Dr. Barón Von Leisetreter.»

 

El suelo tembló bajo mis pies y por un minuto per­dí el conocimiento.

Cuando me desperté estaba sentado en una silla y el guardián me daba amables golpes en los hombros.

El escribano se había quedado completamente impa­sible, carraspeó, se sonó y me dijo:

—La lectura de esta disposición se ha retrasado hasta hoy porque comienza por una «P» y por orden alfabé­tico, lógicamente, viene al final —después siguió leyen­do—: «Además, es necesario poner a Athanasius Per­nath, tallador de piedras preciosas, en conocimiento de que, debido a la disposición testamental del estudiante de Medicina Innozenz Charousek, muerto en mayo, le corresponde un tercio de sus pertenencias como here­dero.»

El escribano metió la pluma en el tintero mientras pronunciaba las últimas palabras y comenzó a garaba­tear.

Esperé que soltara su sonrisita, pero no lo hizo.

—Innozenz Charousek —murmuré repitiendo absor­to sus palabras.

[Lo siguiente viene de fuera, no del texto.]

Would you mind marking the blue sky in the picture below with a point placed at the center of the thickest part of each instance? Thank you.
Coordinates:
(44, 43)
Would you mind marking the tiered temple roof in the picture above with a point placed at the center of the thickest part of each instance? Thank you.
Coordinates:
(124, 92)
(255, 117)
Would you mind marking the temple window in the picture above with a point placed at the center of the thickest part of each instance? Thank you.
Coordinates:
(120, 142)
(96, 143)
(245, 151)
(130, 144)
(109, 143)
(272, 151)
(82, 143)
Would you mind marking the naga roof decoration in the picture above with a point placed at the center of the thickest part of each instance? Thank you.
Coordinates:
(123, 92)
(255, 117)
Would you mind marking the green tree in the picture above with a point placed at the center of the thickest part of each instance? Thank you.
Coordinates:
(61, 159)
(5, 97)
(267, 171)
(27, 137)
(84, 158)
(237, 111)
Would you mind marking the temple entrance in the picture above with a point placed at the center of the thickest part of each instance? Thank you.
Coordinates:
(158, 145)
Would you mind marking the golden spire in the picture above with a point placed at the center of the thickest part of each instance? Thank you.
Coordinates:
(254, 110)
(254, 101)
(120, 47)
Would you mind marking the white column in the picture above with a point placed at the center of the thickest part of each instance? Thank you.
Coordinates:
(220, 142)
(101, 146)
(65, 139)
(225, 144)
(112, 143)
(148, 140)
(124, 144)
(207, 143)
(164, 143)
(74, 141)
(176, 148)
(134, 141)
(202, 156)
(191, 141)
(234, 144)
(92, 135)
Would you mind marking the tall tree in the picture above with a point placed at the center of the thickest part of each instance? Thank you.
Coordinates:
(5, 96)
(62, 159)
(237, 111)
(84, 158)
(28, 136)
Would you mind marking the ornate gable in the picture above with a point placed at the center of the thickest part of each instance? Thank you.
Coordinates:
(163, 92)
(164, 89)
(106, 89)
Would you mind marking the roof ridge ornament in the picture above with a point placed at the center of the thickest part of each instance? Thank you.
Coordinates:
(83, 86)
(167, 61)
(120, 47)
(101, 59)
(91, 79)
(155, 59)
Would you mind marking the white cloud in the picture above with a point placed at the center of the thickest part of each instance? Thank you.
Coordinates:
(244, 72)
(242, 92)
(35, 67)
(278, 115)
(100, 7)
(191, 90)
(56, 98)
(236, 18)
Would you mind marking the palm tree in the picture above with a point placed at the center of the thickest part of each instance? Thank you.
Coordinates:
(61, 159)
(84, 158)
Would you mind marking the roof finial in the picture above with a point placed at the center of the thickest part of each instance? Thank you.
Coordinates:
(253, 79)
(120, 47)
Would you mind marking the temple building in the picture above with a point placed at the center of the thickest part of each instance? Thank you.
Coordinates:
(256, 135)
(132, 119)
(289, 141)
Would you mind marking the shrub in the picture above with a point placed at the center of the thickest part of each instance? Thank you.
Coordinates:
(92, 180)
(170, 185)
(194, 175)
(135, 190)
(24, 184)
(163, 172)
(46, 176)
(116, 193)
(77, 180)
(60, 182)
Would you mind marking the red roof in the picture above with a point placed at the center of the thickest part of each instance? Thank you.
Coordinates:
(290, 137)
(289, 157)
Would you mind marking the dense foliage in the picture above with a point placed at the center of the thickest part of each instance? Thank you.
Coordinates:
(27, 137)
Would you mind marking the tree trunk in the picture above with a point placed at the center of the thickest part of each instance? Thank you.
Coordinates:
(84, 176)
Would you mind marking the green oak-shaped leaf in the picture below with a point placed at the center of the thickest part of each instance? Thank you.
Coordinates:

El guardián se inclinó sobre mí y me susurró al oído:

—Poco antes de su muerte estuvo conmigo el señor Charousek y se interesó por usted. Dijo que lo saludara cariñosamente. Naturalmente yo no se lo pude decir entonces. Por cierto que el señor Charousek tuvo un horrible final. Se suicidó. Se lo encontró caído de bru­ces sobre la tumba de Aaron Wassertrum. Había cavado dos profundos hoyos en la tierra y se abrió las venas de las muñecas metiendo después los brazos en los agu­jeros. Así se descargó. Debía estar loco, el señor Char...

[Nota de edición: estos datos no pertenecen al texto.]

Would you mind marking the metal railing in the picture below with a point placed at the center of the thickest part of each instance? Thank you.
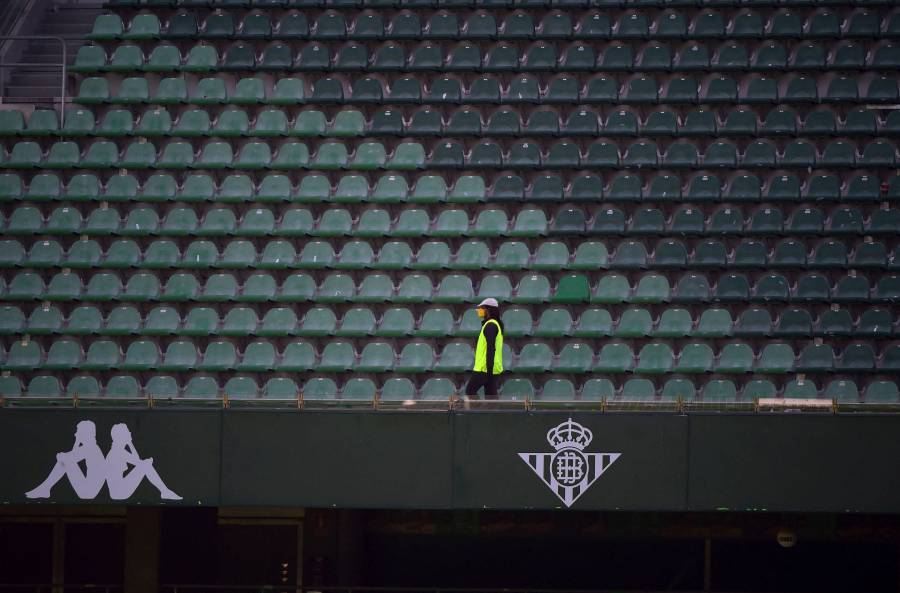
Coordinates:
(63, 67)
(59, 588)
(10, 13)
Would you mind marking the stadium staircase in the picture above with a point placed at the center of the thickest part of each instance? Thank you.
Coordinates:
(39, 82)
(677, 203)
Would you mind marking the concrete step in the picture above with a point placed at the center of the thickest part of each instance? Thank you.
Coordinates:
(64, 29)
(21, 78)
(42, 83)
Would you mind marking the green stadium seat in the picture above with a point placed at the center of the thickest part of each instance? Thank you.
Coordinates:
(735, 358)
(472, 255)
(456, 357)
(674, 323)
(634, 323)
(655, 359)
(320, 389)
(776, 358)
(239, 321)
(695, 358)
(714, 323)
(614, 358)
(612, 288)
(416, 357)
(435, 322)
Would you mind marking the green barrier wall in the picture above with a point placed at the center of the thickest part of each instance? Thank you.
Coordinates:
(414, 460)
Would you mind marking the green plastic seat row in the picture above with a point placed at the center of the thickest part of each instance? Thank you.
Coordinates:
(373, 155)
(353, 255)
(726, 220)
(611, 288)
(489, 56)
(361, 321)
(214, 154)
(223, 355)
(121, 388)
(360, 254)
(525, 88)
(206, 91)
(466, 121)
(594, 24)
(241, 187)
(159, 121)
(144, 221)
(430, 188)
(240, 321)
(183, 354)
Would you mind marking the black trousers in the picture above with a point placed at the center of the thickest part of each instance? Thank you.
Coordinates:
(478, 380)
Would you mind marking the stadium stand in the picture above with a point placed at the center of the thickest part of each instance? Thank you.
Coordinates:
(688, 202)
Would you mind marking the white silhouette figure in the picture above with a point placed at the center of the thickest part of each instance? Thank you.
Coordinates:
(87, 483)
(121, 482)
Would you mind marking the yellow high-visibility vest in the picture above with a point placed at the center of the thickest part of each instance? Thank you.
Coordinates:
(481, 350)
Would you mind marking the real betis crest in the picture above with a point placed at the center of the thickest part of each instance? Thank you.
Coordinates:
(569, 471)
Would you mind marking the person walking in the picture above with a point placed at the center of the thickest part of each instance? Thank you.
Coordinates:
(488, 352)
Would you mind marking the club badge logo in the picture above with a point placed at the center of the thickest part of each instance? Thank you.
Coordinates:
(569, 471)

El escribano empujó ruidosamente la silla y me en­tregó la pluma para que firmara.

Después se irguió orgulloso y dijo exactamente en el tono de su noble superior:

—Guardián, saque a este hombre.

Exactamente igual que hace mucho tiempo, el hombre del sable y de los calzoncillos de la puerta retiró el mo­linillo de café de su regazo; sólo que esta vez no me re­gistró, sino que me devolvió mis piedras preciosas, mi monedero con sus diez florines, mi abrigo y todo lo demás.

Entonces me encontré en la calle.

—¡Miriam! ¡Miriam! ¡Qué próximo está nuestro en­cuentro! —ahogué un grito de salvaje alegría.

Debía ser medianoche. La luna llena se escondía, sin brillo, como un plato de pálido latón, entre los vasos de bruma. El asfalto estaba cubierto de una sólida capa de suciedad.

Llamé un carruaje que en la niebla parecía un des­tartalado monstruo antediluviano; se me había olvi­dado andar y me tambaleaba, sobre unas plantas insen­sibles, como un enfermo con la columna desviada.

—¡Cochero, lléveme tan de prisa como pueda a la ca­lle Hahnpassgasse, número 7! ¿Me ha entendido? Hahnpassgasse, número 7.